We all end up performing similar roles because there are regulatory ideals that govern the
performance of gender. The performance of gender has to be situated in a particular context to
make sense, which is evident in Gutos performance through the obvious difference in
understanding the author and Gutos family had of his performance. The author was lost and
confused because he was not familiar with the particular context in which he was in, thus the
performance was not fully understood and even misinterpreted. We thus all end up performing
similar roles because of the context which we share, with regulatory ideals being specific to
context. This is why it is okay in other countries for men to hold hands, but if done here, men
holding hands are particularly labelled gay.
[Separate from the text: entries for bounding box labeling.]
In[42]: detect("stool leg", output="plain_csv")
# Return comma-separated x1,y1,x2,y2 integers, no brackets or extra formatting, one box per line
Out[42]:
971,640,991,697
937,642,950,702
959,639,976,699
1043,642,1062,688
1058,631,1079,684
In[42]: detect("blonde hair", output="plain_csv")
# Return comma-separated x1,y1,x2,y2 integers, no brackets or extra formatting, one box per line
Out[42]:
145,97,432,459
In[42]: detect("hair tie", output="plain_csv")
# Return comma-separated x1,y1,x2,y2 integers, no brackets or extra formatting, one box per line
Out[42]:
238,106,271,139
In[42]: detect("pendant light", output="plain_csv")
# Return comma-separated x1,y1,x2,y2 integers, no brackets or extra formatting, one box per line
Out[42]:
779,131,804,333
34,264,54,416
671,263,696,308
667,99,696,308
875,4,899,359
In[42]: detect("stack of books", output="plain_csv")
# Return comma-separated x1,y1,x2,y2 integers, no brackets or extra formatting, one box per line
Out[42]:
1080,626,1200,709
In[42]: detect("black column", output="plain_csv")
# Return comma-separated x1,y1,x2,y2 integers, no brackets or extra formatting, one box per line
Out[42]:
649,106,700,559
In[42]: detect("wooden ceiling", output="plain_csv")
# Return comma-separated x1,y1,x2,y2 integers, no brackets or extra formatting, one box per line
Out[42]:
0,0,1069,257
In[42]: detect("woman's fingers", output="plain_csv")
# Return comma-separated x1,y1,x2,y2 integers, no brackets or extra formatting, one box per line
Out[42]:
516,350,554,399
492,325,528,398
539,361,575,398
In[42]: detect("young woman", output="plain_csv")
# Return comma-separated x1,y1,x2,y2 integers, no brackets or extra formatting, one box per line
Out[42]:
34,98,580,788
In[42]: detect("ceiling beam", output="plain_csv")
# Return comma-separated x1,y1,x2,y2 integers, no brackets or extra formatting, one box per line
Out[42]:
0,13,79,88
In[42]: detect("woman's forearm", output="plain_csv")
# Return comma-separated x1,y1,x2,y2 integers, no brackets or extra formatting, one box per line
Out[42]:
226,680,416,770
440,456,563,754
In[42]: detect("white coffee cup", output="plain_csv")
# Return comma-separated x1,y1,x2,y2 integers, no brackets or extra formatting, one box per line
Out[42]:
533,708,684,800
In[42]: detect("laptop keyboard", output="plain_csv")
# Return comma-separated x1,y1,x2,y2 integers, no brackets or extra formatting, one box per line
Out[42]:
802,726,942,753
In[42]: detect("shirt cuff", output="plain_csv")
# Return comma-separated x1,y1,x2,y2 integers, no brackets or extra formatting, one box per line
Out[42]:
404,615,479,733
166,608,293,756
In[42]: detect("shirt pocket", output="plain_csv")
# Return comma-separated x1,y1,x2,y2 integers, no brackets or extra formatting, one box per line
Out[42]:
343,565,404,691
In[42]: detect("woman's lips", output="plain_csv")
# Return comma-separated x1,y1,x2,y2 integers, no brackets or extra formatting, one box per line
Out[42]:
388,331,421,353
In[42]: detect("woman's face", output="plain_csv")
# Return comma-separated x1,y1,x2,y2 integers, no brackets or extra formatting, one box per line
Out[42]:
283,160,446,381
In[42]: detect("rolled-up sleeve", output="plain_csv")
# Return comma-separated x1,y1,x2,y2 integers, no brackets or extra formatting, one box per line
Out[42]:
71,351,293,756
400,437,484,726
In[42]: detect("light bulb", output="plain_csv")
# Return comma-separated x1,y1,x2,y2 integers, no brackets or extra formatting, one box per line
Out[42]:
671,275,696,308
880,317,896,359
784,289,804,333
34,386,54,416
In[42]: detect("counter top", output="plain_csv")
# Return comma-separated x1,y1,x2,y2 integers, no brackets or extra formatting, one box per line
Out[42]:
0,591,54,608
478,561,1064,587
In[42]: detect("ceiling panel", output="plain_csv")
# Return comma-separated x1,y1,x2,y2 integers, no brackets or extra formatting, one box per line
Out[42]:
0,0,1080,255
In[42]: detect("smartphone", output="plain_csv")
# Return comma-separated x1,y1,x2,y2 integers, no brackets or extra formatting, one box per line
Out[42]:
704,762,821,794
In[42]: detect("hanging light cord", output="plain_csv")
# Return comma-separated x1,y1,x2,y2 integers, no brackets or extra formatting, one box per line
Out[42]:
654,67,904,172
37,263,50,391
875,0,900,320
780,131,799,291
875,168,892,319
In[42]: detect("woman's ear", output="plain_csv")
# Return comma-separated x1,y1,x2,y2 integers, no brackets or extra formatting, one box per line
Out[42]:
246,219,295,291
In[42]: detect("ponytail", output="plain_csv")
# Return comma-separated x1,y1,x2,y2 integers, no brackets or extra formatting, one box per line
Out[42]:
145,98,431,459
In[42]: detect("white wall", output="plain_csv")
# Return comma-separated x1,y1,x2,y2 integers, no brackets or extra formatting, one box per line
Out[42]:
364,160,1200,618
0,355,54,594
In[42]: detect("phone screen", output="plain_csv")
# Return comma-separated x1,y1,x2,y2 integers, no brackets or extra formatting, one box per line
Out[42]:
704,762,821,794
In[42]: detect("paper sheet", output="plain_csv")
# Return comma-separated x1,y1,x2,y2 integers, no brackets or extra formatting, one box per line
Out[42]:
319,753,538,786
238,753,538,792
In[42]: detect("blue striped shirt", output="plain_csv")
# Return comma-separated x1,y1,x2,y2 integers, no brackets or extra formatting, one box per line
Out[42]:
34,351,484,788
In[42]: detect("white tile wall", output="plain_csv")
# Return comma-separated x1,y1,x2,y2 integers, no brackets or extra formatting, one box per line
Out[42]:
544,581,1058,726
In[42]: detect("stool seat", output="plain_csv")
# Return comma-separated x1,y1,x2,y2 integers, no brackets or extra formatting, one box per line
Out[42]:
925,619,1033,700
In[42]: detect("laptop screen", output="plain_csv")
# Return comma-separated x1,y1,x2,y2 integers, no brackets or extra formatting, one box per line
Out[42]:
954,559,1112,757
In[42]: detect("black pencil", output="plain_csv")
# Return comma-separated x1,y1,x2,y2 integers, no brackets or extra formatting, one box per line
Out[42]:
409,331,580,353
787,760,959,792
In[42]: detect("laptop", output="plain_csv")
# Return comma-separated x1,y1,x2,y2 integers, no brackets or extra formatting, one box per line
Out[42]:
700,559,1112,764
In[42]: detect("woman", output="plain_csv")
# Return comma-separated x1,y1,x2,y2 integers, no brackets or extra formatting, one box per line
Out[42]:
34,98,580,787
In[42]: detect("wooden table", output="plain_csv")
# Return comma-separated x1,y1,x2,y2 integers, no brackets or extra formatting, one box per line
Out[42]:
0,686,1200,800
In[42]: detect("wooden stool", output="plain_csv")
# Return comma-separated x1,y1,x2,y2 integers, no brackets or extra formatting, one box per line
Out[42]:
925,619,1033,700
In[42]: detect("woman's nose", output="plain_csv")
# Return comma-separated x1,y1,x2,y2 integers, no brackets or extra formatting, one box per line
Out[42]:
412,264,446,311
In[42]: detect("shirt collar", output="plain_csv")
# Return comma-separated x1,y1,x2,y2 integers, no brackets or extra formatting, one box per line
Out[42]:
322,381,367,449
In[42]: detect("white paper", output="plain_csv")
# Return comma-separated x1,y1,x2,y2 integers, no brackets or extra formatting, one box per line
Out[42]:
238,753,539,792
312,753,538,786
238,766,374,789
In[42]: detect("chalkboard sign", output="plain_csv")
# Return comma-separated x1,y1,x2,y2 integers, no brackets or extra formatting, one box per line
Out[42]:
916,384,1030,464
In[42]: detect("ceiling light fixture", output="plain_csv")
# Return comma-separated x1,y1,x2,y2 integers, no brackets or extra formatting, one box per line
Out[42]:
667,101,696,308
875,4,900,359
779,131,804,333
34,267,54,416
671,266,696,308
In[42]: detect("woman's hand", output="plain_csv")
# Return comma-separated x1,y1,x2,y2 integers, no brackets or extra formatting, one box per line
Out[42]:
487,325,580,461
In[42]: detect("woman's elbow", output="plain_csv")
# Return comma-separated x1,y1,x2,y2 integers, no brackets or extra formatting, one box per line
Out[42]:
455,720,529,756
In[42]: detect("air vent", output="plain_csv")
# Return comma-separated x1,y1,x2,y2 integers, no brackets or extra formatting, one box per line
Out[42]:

Because heteronormativity has been the historical norm, it is perpetuated through its repeated
practice, with anything deviating from it classified as deviant. Heteronormativity is therefore the
regulatory discourse that determines what is appropriate or inappropriate.Heteronormativity is
produced through the appropriate performance of gender within a particular culture.
Heteronormativity is produced through the reiteration of dominant norms and ideals concerning
the characteristics and mannerisms of a particular body, with heteronormativity effectively
making one a viable member of society. Heteronormativity is also constructed through
difference, with what is viable and inviable constructed in relation to one another.